The U.S. economy surged in the third quarter, growing at the fastest rate in two years and easing concerns that it was at risk of stalling.
Gross domestic product increased at a 2.9% annual rate after rising just 1.4 percent in the second quarter, the Commerce Department said. Economists had expected 2.5% growth.
With the third-quarter report, the economy is closing in on the 3% level some economists had expected to see for the second half of the year. Over the first half of the year, growth had averaged just 1.1%.
“While the economy may not be ready to take off, [the third-quarter] GDP suggests the economic expansion is not at risk of ending,” David Donabedian, chief investment officer of Atlantic Trust Private Wealth Management, told Reuters.
The growth came even though consumer spending increased by only 2.1% after the second quarter’s very strong 4.3% pace. “It’s encouraging we can get this kind of growth with consumer spending that was basically cut in half in the quarter, and I think we’ll get something similar in Q4,” Ward McCarthy, chief financial economist at Jefferies, told CNBC.

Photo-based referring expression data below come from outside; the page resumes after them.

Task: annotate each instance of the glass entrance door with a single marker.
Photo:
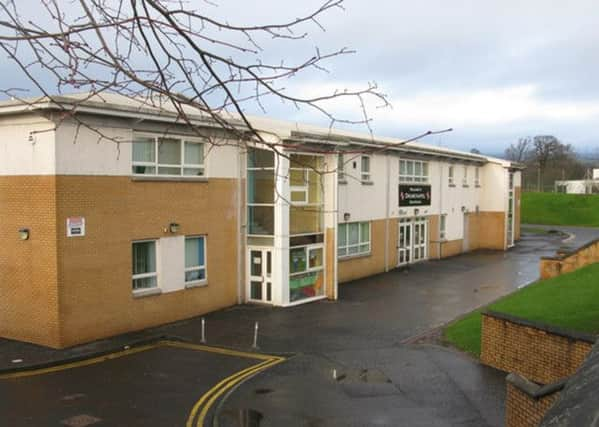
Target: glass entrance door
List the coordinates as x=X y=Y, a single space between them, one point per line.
x=413 y=240
x=260 y=275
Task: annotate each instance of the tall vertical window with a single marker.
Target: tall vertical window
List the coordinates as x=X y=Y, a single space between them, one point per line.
x=167 y=157
x=413 y=171
x=442 y=226
x=340 y=168
x=195 y=259
x=365 y=169
x=145 y=275
x=353 y=238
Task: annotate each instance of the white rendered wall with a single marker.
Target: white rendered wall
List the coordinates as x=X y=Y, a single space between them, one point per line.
x=22 y=155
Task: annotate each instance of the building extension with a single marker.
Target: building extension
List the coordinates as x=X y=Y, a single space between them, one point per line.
x=121 y=217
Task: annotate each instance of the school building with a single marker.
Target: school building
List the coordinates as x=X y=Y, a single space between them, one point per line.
x=121 y=217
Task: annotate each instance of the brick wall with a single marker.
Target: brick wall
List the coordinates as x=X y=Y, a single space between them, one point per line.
x=525 y=410
x=566 y=263
x=540 y=353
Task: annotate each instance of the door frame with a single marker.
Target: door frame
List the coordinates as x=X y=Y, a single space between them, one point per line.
x=265 y=279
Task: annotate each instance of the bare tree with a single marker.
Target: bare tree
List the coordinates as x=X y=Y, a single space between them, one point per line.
x=167 y=53
x=519 y=151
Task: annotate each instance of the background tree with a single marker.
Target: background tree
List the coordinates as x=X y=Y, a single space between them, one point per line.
x=168 y=54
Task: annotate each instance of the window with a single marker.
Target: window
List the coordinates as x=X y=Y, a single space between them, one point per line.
x=442 y=226
x=167 y=157
x=353 y=239
x=340 y=168
x=195 y=259
x=413 y=171
x=145 y=275
x=365 y=169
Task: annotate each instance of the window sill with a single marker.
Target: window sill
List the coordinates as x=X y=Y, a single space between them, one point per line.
x=151 y=178
x=352 y=257
x=198 y=284
x=147 y=292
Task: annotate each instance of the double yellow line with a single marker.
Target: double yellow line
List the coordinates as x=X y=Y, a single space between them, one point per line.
x=203 y=405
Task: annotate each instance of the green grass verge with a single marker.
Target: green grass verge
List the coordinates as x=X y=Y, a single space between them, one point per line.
x=569 y=301
x=560 y=209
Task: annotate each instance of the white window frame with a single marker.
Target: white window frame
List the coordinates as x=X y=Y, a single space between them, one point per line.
x=443 y=227
x=365 y=175
x=360 y=242
x=146 y=275
x=410 y=177
x=199 y=267
x=182 y=166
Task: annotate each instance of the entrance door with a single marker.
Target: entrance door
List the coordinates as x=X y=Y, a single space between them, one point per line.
x=260 y=275
x=413 y=240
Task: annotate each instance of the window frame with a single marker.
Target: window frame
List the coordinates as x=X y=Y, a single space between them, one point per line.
x=409 y=175
x=183 y=141
x=204 y=267
x=145 y=275
x=357 y=245
x=365 y=175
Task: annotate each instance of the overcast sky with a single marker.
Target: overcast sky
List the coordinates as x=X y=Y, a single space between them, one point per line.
x=492 y=70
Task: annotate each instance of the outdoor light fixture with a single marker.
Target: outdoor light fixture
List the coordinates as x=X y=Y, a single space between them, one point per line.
x=24 y=233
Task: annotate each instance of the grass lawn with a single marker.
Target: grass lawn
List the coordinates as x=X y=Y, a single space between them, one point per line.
x=560 y=209
x=569 y=301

With business investment still sluggish, the third-quarter acceleration largely reflected a buildup of business inventories and a one-time jump in exports due to better soybean shipments that helped to shrink the trade deficit.

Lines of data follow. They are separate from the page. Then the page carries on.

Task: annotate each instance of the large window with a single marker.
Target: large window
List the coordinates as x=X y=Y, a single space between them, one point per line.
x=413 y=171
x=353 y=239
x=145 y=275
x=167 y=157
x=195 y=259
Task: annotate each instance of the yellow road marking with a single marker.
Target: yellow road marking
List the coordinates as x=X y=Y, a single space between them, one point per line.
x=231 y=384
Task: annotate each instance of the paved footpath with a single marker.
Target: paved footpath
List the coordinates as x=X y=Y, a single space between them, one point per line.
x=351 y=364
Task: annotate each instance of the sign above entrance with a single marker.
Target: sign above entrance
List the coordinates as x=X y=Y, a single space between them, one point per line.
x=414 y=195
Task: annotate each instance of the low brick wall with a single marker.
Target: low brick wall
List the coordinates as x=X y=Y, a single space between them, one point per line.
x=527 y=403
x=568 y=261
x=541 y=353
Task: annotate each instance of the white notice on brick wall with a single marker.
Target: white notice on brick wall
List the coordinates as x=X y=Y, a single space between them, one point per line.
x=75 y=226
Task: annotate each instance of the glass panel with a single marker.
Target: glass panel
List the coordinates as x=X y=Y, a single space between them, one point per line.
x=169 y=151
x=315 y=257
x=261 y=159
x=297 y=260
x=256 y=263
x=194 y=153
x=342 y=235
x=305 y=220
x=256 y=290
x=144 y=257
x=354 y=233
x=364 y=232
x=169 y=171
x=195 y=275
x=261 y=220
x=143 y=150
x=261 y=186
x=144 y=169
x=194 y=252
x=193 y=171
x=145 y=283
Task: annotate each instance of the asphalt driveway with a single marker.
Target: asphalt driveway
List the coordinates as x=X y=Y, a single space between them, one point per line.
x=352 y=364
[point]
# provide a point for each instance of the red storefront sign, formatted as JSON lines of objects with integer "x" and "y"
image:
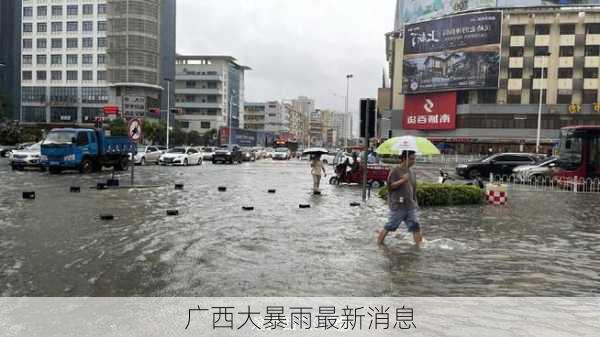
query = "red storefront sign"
{"x": 430, "y": 111}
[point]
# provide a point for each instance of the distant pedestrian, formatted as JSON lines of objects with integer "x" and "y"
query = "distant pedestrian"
{"x": 316, "y": 168}
{"x": 402, "y": 199}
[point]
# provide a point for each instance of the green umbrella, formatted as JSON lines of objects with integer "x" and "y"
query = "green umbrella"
{"x": 394, "y": 146}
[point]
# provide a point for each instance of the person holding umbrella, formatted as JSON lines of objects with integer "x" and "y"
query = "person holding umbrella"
{"x": 316, "y": 166}
{"x": 402, "y": 184}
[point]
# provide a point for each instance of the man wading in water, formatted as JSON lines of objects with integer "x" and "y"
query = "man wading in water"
{"x": 402, "y": 199}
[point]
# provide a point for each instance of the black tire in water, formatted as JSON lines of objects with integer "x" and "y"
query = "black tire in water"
{"x": 86, "y": 166}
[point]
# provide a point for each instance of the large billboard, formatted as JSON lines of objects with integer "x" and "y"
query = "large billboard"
{"x": 430, "y": 111}
{"x": 459, "y": 52}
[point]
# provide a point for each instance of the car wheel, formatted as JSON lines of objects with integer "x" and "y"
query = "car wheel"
{"x": 473, "y": 173}
{"x": 86, "y": 166}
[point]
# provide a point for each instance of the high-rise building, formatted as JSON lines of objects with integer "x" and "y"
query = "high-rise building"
{"x": 10, "y": 57}
{"x": 80, "y": 56}
{"x": 209, "y": 92}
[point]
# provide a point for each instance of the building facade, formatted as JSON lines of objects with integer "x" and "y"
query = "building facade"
{"x": 490, "y": 97}
{"x": 254, "y": 115}
{"x": 209, "y": 92}
{"x": 10, "y": 58}
{"x": 81, "y": 56}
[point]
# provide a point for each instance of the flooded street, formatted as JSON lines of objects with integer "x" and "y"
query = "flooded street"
{"x": 541, "y": 244}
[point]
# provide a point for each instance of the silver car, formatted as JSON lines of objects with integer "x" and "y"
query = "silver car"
{"x": 27, "y": 157}
{"x": 147, "y": 154}
{"x": 537, "y": 173}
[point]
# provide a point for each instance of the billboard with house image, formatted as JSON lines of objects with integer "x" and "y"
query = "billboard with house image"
{"x": 460, "y": 52}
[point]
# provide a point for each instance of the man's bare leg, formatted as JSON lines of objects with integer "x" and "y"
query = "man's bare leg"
{"x": 381, "y": 236}
{"x": 418, "y": 237}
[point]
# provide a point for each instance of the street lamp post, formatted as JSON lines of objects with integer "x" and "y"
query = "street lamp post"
{"x": 348, "y": 77}
{"x": 168, "y": 108}
{"x": 539, "y": 126}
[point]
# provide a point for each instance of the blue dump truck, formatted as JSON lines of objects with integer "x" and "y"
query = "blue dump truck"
{"x": 86, "y": 150}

U.S. soybean exports surged to a record 1.936 billion bushels during the 2015-16 marketing year that ended on Aug. 31 as poor harvests in key competitors Brazil and Argentina forced importers to buy more U.S. supplies than planned.
Trade contributed 0.83 percentage point to GDP growth after adding a mere 0.18 percentage point in the April-June quarter. “Economists said [the] soybean-driven export growth spurt could reverse in the fourth quarter, but they also noted that exports of capital and consumer goods have been growing strongly in recent months,” Reuters reported.
Businesses accumulated inventories at a $12.6 billion rate in the last quarter, contributing 0.61 percentage point to GDP growth, but business spending on equipment fell 2.7%, the fourth straight quarterly decline.